Потом с друзьями в клуб, потанцевать,
С девчонкою до первых петухов гулять...
Как и не уходил служить;
Деревня как жила, так продолжала жить.
В артеле приняли, объятия распахнув.
Пошёл работать, малость отдохнув.
Как и до армии - работа, дом, семья,
А вечером - клуб, танцы и друзья.
Гулял с девчонкой ночи напролёт,
Аж до тех пор, как солнышко взойдёт.
Не выспавшись, шёл на работу, дело молодое,
Да ладно сам, другим-то не давал покоя.
Не спит отец, ворочается мать,
Уже устали все чего-то ждать,
Хоть бы скорее, что ль, остепенился;
После поста бы взял, да и женился.
Со свадьбой молодые не спешили,
Хотя давно уже про всё решили:
С женитьбою годок повременить,
Деньжат немножечко на свадьбу подкопить.
Ну, а пока что жили и гуляли,
Забот семейных и хлопот не знали.
О боже, этакий болван!
Забыл представить я невесту вам!
Подругу Жени Галей величали,
По-деревенски Галкой, Галечкою звали.
Миниатюрна, вежлива, скромна,
Красива, образованна, умна.
Конечно, как у всех имелись недостатки,
Но, в основном и в целом, всё в порядке.
Работала бухгалтером в колхозе,
Но тоже много знала о навозе.
Ей дома по хозяйству доставалось,
Причём как следует, а не сказать, что малость:
Сходить за хворостом, корову подоить,
За всей скотиной присмотреть, заботясь, накормить.

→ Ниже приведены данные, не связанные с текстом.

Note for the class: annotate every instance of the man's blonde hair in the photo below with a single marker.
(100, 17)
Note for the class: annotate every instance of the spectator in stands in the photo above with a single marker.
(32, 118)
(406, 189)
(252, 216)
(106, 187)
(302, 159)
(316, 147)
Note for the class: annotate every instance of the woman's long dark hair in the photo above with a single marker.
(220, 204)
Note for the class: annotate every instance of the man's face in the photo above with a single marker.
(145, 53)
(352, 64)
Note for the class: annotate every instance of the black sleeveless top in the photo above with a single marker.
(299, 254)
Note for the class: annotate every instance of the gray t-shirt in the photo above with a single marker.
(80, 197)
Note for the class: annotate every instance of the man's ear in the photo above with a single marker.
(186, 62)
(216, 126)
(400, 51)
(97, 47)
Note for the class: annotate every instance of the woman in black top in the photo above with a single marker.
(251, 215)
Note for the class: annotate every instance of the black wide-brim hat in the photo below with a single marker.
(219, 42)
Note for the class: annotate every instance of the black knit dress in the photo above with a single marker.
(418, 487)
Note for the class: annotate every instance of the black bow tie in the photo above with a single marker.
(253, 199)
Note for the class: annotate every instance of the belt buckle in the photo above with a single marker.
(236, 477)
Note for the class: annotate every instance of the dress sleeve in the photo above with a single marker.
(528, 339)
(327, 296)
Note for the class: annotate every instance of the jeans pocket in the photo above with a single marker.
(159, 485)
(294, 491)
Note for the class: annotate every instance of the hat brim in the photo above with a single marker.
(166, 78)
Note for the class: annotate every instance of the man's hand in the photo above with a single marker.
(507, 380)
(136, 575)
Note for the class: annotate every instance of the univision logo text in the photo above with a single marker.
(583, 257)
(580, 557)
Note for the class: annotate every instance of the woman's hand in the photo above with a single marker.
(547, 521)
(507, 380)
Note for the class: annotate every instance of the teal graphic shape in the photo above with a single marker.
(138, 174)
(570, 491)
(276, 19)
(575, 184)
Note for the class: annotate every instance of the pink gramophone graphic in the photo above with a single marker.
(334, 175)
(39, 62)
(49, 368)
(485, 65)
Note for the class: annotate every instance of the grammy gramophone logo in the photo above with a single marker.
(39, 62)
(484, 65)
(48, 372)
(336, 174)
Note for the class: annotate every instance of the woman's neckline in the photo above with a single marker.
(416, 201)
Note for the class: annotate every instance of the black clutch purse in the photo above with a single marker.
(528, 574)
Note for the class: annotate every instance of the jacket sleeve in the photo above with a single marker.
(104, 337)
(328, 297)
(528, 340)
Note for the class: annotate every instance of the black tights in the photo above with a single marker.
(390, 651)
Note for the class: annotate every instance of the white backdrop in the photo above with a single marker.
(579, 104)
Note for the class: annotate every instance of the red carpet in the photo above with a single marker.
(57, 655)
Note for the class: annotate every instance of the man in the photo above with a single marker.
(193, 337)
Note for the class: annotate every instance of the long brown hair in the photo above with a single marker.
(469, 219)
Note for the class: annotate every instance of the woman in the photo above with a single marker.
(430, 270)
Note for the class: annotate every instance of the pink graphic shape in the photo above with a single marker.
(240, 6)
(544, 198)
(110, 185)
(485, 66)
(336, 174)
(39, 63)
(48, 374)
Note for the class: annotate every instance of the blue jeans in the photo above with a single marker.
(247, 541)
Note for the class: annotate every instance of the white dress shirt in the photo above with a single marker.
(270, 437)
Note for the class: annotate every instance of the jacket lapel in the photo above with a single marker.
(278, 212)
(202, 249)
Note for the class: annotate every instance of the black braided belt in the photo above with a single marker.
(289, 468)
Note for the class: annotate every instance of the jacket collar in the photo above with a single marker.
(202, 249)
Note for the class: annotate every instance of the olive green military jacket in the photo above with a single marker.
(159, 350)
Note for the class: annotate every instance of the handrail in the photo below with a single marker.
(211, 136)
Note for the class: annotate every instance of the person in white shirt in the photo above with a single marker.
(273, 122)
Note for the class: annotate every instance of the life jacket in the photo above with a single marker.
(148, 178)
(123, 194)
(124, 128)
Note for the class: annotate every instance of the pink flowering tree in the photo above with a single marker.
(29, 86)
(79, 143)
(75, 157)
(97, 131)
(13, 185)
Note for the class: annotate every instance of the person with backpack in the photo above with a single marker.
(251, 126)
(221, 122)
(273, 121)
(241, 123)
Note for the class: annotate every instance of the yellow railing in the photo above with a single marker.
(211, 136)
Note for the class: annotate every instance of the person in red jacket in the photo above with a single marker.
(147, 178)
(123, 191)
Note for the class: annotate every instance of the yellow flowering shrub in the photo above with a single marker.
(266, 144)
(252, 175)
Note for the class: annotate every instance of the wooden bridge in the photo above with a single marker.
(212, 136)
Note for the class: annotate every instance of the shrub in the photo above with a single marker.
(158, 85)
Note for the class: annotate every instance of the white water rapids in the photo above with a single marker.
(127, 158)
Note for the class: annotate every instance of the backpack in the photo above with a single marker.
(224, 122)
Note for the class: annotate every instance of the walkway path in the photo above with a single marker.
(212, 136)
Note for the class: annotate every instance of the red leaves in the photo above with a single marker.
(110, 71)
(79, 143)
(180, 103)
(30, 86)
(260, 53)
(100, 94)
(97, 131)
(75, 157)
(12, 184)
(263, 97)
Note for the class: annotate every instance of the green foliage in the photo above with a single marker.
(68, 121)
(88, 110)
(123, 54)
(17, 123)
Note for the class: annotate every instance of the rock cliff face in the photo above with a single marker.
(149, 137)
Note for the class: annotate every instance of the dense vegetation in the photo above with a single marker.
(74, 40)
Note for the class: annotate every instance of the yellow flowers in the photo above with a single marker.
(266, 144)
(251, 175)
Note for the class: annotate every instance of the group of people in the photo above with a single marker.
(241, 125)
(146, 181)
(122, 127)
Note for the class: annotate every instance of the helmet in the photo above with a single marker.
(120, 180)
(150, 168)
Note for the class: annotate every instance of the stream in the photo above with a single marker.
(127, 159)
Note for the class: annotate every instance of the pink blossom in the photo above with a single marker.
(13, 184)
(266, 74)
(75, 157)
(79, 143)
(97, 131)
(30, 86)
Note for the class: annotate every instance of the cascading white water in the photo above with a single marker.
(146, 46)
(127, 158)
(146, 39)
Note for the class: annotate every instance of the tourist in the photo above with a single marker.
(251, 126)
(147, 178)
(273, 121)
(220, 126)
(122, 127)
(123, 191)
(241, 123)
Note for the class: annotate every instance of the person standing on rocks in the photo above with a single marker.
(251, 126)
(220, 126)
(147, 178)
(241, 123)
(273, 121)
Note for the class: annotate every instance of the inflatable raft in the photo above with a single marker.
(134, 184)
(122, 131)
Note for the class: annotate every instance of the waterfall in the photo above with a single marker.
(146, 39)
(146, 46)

Хозяйство, как у всех, не очень, но большое,
Да и детей-то было их всего-то трое;
Сестра Елена, брат Виталий и она – Галина...
Всем доставалось, даже не обидно,
Но жили так, пока все маленькие были.
Потом Елена вышла замуж, ну а Виталия женили.
Елена с мужем строили свой дом,
Виталий жил в родительском.
Себе ж родители купили дом другой
И переехали туда оставшейся семьёй.
Туда сватов Евгений засылал,
Оттуда Галю в жены взял.
В соседнее село для бракосочетания
Пришлось идти пешком, но было бы желание,
Сколь бы не длинен и тернист был путь,
Его преодолеешь, но не в этом суть.
В конце пути; штамп в паспорте, свидетельство о браке и притом
Ни при каком желании, да ж топором, не вырубишь то, что написано пером.
Сыграли свадьбу, как того хотели;
Все гости пили, ели, песни пели,
Кричали «горько», в общем как у всех.
Наутро встали, кто ложился спать, опохмелились
И только к вечеру, как следует поддав, тихонько расходились.
Жизнь потекла бурлящею рекой,
В которой Женя с Галей стали мужем и женой.
Другая жизнь, семейные заботы
Их ждали после основной работы.
Детей решили год не заводить,
Как и со свадьбой, для себя пожить.
Но вдруг нежданная беременность и вот,
У Гали вскоре виден был живот.
Что делать… дело молодое,
Лишь бы малец здоров был и спокоен,
А мальчик иль девчонка - все равно;
Дитё оно и в Африке дитё.
Совсем забыл про Мишу рассказать, простите.
Что с ним случилось, вы узнать хотите?
Так вот, в соседнюю деревню на престол,
Собралась молодёжь, накрыт там должен быть уж стол.
Девчата, парни, прихватив гармошку,
Дерябнув по сто граммов на дорожку,
Гурьбой по краю леса, по полям,
Пошли в великий праздник по гостям.
Как и предвидели, гостей в деревне ждали;
Кто поздравлял, добра желал, тех угощали.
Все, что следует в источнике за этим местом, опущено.